One of the first major articles on this issue may include such a bias. Makus The authors conducted a survey looking for doctors who’d had patients do poorly on generic lamotrigine. Five percent of the doctors who responded (which was only 24% of those who received the survey) reported problems with the generic. In other words, 95% of those who responded had not seen a problem. Overall, of 544 doctors to whom the survey was sent, 6 physicians provided data on 8 patients who experienced adverse reactions on a brand-to-generic switch. However, interestingly, seizure control was regained in all but 1 case on a switch back to the branded drug.
One of the ways investigators have tried to compensate for observation bias is to compare rates of return to trade name switching amongst different medications. Another Canadian team Andermann found that switch-back-to-generic rates were 20% for clobazam (akin to clonazepam/Klonopin); 20% for valproate/Depakene (which is akin but not identical to the divalproex/Depakote pair); and 13% for lamotrigine/lithium. By contrast, another study found higher rates of switch back overall: 28% for lamotrigine, versus between 21% to 44% for other anti-seizure medications. LeLorier.1 One could interpret these data as suggesting that lamotrigine is no worse than other medications in terms of the generic working less well than the tradename version. If anything, it might be a little better than average.

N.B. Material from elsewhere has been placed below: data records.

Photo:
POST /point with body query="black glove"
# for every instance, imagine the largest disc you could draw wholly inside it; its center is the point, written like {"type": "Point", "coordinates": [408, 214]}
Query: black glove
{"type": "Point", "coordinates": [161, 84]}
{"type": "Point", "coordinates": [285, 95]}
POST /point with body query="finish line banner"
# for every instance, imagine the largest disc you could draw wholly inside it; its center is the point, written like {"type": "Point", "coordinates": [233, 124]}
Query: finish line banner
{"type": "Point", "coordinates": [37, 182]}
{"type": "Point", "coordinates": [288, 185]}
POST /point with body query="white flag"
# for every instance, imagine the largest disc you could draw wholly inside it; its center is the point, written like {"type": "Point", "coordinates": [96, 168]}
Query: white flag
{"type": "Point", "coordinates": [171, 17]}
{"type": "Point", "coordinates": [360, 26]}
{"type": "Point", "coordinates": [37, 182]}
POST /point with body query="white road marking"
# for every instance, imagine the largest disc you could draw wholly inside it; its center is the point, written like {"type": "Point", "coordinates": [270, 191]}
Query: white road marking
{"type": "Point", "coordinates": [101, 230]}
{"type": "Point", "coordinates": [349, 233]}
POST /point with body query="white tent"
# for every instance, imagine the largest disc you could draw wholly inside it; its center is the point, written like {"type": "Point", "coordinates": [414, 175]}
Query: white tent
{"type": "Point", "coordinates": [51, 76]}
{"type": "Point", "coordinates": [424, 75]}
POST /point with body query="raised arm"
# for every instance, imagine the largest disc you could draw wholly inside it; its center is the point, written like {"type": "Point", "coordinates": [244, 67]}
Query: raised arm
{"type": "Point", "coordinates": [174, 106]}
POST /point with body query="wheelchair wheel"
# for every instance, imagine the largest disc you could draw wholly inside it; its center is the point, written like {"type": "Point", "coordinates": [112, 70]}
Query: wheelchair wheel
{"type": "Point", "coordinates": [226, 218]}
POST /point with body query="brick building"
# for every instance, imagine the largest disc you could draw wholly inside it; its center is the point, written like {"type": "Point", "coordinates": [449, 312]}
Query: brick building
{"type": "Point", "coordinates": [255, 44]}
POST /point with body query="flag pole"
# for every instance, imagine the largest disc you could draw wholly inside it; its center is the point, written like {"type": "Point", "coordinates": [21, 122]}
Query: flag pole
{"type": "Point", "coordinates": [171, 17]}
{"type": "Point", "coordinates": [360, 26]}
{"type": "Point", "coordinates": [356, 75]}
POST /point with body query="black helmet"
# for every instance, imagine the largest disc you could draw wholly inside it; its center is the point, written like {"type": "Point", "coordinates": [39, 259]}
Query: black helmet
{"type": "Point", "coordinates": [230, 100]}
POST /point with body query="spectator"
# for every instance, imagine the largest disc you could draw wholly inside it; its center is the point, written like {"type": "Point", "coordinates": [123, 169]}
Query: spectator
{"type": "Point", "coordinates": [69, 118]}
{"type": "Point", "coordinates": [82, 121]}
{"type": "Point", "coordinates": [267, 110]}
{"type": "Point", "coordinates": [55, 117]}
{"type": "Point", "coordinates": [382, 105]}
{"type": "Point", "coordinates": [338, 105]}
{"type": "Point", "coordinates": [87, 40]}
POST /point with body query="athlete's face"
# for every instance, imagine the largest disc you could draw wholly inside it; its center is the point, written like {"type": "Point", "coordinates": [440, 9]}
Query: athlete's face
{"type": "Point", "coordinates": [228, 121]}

However, another way to avoid observational bias would simply be to look at actual blood levels of medications before and after a switch to generic. Such a study was just published two months ago (August 2008), and indeed showed that in 21 out of 26 cases, blood levels were lower on the generic compound. Berg
Finally, after all that we come to a frequently referenced article.. LeLorier.2 This is one of several articles published by this team, using the same statistical method.Their focus in this article was on the health care system costs of switching to generic. Interestingly, by their analysis, the money saved on generic lamotrigine was eclipsed in the slightly increased cost of care overall.
How to interpret all this? Here’s mine. Whereas neurologists use lamotrigine to control seizures, psychiatrists use it to control mood stability. For mood, lamotrigine seems to exhibit a “dose -response relationship”: in other words, the higher the dose, the better the symptom control. Whereas the difference between 50 mg and 200 can be substantial, the difference between 250 mg and 300 is often quite subtle. So if there really is a lower blood level with the generic, the consequences in terms of symptom control may not be very profound — in psychiatry. In neurology, that could be quite different, because a slight difference in blood level could mean the difference between not having seizures, and having one — where a single seizure can have terrible consequences. In other words, control of epilepsy may be much more sensitive to the absolute drug level than control of mood symptoms. That’s good news for psychiatry. Mind you, this is my speculation.
Moreover, if a patient has started on a generic from the beginning, and gets good symptom control, the whole issue is moot. So it won’t be long, if the generic continues to work as well as it has so far for me, before this whole issue is less concerning. Nevertheless, based on the 2008 article by Berg and colleagues above, I’ll be figuring that my patient might be losing a bit of her prior blood level when switching to generic lamotrigine. Occasionally that might even mean I will move the dose up a little when I switch, although I have not done that yet.